С бедностью покончили путем выселения бедных, а федеральные средства на реконструкцию потратили на создание инфраструктуры для люксовых домов и прекрасные общественные пространства, которые, как известно, очень поднимают цену окружающей застройки. Примерно как строительство храма Христа Спасителя очень позитивно сказалось на динамике цен на Остоженке. Правда, замечено, что люди, которые живут в люксовых домах, да еще и с собственными приватизированными садами, не очень нуждаются в общественных пространствах. Пусто там, не ходят они туда. Им и дома хорошо.
Лужков не раз заявлял о своих лейбористских, то есть социалистических, пристрастиях, и действовал как настоящий западный лейборист — повышал капитализацию общегородских территорий с целью провести более выгодную их приватизацию с участием города. У нас тоже был строительный бум, мы тоже получали деньги от федерального центра, мы везде делали все то же самое. Отчего же вдруг сэр Ричард Роджерс, великий архитектор и глава британской комиссии по реконструкции городов, в недавней статье в "Гардиан" назвал Барселону образцом для Британии? Почему какая-то Барселона, когда мы сами могли бы реконструировать по нашему образцу и Вильнюс, и Таллин, и Манчестер, и вообще что угодно?
Дворец конгрессов Хосепа Маттео |
Ведь что они хотели построить на месте Культурфорума? Этому городу была нужна набережная. В приморских городах набережная — это очень приятное место, там гуляют, кафе, рестораны, бутики. Обычно это самая старая часть города, так что дома там, как правило, с колоннами, бывают разные аркады, портики, словом, что-то традиционное, пошловатое, но приятное. Но поскольку Барселона в свое время съела свои набережные нефтеналивными заводами и грузовыми портами, то этого не было, и хотелось построить.

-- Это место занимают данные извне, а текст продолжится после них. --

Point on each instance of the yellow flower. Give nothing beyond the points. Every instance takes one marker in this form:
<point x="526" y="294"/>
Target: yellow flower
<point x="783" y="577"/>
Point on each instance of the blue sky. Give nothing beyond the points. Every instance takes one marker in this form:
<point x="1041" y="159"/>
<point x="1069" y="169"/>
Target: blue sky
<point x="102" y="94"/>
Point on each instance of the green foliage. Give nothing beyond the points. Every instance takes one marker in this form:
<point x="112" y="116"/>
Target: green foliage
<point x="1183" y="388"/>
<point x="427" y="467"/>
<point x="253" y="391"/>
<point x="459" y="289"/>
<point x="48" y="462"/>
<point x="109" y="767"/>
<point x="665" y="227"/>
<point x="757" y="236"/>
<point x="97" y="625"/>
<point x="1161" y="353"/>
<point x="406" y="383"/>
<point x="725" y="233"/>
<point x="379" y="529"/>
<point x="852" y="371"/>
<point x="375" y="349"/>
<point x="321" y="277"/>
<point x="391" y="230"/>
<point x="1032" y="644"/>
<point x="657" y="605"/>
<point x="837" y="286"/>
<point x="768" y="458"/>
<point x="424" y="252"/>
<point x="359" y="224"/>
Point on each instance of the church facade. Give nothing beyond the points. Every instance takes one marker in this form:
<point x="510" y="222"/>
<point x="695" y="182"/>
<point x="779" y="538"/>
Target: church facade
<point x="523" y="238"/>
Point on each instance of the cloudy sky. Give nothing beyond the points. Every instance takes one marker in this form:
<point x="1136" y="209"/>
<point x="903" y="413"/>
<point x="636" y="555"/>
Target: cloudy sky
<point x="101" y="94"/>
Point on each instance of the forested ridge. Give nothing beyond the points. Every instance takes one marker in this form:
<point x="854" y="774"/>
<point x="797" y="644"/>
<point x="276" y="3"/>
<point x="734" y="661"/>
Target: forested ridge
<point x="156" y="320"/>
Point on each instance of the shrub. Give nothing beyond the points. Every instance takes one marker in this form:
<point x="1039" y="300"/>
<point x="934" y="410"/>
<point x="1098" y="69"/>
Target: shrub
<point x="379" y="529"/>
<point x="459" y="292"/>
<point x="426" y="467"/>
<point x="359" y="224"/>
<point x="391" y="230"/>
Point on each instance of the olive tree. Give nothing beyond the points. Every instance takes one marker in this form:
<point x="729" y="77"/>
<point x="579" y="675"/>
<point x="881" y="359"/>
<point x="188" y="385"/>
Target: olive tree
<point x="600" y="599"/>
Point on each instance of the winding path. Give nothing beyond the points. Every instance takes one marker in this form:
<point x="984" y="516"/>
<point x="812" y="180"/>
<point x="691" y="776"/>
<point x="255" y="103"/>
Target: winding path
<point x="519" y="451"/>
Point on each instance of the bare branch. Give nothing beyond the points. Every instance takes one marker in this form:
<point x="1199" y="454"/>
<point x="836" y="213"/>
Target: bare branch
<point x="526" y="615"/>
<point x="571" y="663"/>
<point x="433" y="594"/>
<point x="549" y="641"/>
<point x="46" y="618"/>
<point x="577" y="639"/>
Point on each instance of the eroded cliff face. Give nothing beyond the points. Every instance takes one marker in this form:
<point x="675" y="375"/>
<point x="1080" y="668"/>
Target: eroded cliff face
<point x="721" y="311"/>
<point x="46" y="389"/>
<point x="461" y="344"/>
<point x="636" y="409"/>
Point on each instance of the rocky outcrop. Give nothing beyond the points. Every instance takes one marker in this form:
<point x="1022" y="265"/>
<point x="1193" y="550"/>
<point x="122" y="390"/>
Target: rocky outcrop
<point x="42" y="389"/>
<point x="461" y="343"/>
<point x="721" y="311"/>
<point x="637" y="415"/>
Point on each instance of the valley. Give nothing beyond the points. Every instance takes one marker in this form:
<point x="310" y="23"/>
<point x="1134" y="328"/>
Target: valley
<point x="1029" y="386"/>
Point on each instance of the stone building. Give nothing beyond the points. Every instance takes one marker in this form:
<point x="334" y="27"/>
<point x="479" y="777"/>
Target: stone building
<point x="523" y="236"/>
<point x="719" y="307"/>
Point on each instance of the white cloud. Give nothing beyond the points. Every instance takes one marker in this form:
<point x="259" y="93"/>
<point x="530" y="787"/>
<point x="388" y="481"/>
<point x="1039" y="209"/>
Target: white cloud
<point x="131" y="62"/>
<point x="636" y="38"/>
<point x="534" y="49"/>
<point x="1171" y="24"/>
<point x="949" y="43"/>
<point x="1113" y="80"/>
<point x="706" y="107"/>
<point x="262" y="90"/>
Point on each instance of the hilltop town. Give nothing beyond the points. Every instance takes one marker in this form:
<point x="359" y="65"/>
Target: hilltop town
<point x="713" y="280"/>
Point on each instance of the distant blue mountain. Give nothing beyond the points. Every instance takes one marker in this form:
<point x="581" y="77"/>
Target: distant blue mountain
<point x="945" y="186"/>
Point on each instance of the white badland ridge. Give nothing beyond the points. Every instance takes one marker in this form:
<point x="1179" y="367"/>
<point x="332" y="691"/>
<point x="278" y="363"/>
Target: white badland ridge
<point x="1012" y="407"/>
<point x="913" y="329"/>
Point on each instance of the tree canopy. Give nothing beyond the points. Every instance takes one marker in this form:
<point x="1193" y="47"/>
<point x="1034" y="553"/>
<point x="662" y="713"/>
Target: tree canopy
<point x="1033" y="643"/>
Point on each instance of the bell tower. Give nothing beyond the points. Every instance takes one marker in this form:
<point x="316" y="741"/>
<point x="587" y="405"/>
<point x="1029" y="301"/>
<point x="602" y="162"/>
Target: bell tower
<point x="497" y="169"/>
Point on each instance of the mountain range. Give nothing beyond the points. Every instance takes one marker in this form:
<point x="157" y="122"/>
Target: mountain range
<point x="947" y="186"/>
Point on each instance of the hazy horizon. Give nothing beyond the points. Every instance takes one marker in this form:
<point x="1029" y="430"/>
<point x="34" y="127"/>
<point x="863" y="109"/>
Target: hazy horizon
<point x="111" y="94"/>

Но они знали, что это нельзя, а можно только авангардную архитектуру с участием международных звезд. И поэтому вместо набережной они получили 16 га заасфальтированной площади. В Барселоне летом — до 60 градусов на солнце, редкая чайка перелетит через эту площадь, но приходится идти на жертвы. Зато сверху, с высоты птичьего полета, эти 16 га разноцветного асфальта смотрятся как картина Пита Мондриана.
В 2005 году нищие портовые кварталы потеснились, чтобы освободить место для башни Агбар Жака Нувеля |
Юрий Михайлович Лужков не поверил, что имена западных архитекторов значат гораздо больше, чем естественное человеческое чувство, говорящее, что сделанное ими — это глупость и дрянь. Он не отдался международной архитектурной мафии, он отдался русской архитектурной мафии, думая, что может ею управлять. А русская архитектурная мафия — то же самое, что международная, только провинциальнее. У нас не построили своих неудачных зданий ни Херцог с де Мероном, ни Заха Хадид, ни Норман Фостер, и уже, скорее всего, не построят. И в результате не мы, а Барселона оказалась лучшим городом Земли.